“The End is the Beginning”
Writer: Robert Kirkman
Artist: Phil Hester
Published by: Marvel Comics
This week marks the end of one of the best series to come out of Marvel Comics in the past few years. Robert Kirkman is a man of many talents and one of the finest writers in comics today. Sometimes he doesn’t always hit the mark and sometimes he hits it out of the park, and in my opinion that makes him one of the greatest comic book writers around. He is an inspiration and if something isn’t well-received he releases something better. Battle Pope, Invincible, The Walking Dead and Ultimate Marvel Team-Up are some of the wildest and most well-done titles around. Kirkman managed to also hit one out of the park with The Irredeemable Ant-Man. Okay, so a lot of people didn’t read this book despite the praise of a number of reviewers and SBC’s own Steven Saunders. It developed a cult following but was not a big enough following to jump sales and keep this title around. It’s very unfortunate because amidst invasions, wars, countdowns, crises, and other “big events,” Ant-Man was an entire tank full of fresh air.
Ant-Man was so different than anything else being released. Instead of focusing on a character with a moral dilemma, the character was the moral dilemma. Eric O’Grady is a jerk, he’s a perv, he’s a slacker and he’s just not a great person. He doesn’t care about anyone but himself and that has not only caused the death of his best friend, but is what made him Ant-Man in the first place. If I were to compare comic books to TV shows, Ant-Man is the Family Guy of Marvel. It was wrong in so many ways, but each issue was more sadistic and enjoyable. Alas, Ant-Man goes to the chopping block like so many before it. For instance take a look at the cover and you can pretty much ascertain the overall tone of the entire series.
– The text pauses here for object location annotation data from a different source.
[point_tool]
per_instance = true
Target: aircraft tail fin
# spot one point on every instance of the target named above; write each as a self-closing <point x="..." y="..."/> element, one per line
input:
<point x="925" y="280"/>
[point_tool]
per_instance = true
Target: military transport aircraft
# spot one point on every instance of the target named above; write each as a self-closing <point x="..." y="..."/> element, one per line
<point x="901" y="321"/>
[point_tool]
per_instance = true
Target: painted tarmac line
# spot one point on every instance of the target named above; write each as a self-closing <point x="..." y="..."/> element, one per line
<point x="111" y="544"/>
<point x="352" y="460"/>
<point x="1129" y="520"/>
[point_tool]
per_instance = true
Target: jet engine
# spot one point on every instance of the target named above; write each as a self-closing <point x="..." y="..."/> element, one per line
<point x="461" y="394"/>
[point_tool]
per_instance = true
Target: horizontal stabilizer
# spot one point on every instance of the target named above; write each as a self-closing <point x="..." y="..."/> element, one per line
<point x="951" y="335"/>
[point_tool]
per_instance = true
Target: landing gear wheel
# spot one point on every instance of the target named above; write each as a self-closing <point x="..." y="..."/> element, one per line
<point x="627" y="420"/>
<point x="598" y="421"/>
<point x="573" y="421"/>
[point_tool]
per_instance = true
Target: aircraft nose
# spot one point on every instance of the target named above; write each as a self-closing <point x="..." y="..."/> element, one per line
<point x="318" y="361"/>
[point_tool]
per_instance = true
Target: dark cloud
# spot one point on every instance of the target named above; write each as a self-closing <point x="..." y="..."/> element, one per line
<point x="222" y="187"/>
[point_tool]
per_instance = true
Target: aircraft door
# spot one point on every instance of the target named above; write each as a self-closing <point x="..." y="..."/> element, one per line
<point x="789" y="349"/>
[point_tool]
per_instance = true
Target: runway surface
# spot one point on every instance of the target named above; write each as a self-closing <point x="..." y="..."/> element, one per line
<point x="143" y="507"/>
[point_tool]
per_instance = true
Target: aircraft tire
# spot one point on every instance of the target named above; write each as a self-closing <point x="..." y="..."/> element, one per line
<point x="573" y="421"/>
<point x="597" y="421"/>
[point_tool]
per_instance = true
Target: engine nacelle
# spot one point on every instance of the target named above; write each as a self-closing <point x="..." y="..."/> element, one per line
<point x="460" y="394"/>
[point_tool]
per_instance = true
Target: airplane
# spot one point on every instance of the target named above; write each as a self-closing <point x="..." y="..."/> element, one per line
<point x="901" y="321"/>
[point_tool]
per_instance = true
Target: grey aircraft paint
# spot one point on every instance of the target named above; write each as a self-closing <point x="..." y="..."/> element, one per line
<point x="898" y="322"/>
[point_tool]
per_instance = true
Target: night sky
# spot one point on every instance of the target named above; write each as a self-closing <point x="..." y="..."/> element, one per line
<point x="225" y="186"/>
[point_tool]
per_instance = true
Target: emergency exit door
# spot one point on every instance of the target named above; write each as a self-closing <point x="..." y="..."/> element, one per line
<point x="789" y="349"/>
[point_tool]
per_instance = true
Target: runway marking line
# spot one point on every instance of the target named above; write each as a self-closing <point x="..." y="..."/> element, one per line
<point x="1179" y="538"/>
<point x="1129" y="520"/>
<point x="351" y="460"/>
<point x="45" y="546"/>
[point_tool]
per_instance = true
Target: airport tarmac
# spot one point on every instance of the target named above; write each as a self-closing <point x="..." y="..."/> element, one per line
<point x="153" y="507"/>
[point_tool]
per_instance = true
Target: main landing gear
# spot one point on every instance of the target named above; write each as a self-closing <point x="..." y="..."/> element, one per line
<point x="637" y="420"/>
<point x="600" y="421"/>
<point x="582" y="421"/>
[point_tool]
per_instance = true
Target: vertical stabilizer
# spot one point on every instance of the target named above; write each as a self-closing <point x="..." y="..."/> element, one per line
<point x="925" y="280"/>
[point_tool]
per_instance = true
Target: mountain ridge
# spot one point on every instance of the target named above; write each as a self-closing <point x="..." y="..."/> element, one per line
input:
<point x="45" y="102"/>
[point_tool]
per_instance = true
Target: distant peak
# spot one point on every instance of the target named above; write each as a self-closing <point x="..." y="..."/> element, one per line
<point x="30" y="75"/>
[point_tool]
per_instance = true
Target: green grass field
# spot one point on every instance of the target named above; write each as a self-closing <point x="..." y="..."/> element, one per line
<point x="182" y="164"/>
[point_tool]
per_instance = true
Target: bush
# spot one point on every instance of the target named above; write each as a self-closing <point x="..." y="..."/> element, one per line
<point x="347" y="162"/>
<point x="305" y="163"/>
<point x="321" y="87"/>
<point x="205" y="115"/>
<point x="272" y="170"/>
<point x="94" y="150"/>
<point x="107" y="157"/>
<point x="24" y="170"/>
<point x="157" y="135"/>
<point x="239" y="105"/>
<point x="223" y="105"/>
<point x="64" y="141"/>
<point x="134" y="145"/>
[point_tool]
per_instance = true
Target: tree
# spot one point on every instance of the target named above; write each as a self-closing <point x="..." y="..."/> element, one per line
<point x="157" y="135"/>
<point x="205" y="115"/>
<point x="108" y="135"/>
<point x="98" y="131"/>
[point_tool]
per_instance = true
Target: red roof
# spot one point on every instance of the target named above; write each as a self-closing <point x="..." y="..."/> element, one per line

One redeeming quality of Marvel cancelling this title is the fact that it seems as though Robert Kirkman prepared for its short lifespan. There weren’t too many tangents and loose plot threads throughout the series and everything was neatly tied together by the end of the previous issue. This issue serves as one last throw at the innovative protagonist, a guy who is, for all intents and purposes, a
There are however, two major developments in Eric O’Grady’s life in this issue. The first is that his dead best friend’s girlfriend, the same girl he almost did the deed with on his same said friend’s grave, reveals she is pregnant with his child. I was thinking about how much it would suck not to see such a story develop. But Kirkman surprised me by having Eric live up to his personality and do the only decent thing he’s ever done. He tells her he doesn’t want the kid because he doesn’t want the kid to be like him or worse. This is both sad and satisfying for Eric and for readers, as he lives up to being the jerk we love, but also has matured to the point of knowing what could be best for a child. Of course you could argue the best thing he could do is raise the child not to be like him, but let’s face it, he doesn’t want that kind of baggage.
There is a very satisfying conclusion to this series however. Rather than have Eric O’Grady fade away into obscurity, he will don the Ant-Man armor and continue on in Avengers: Initiative. This is a very wise move and I am hoping that he garners enough of a fan base to warrant an Irredeemable Ant-Man #13 somewhere down the road. While all the plot threads have been closed and tied up for this series, keep O’Grady as Ant-Man in the Marvel U keeps the possibility to explore things such as the whole pregnancy idea.
It’s sad to see this book go. I loved everything about it from Robert Kirkman’s characterization to Phil Hester’s artwork. Marvel definitely had a hit on their hands, it’s just unfortunate that the cult following didn’t grow into something bigger. Either way this is a fantastic “series finale” if you will and when the trade paperback is released you should definitely pick it up. So long Eric O’Grady, you jerk, I’ll see you in Stamford.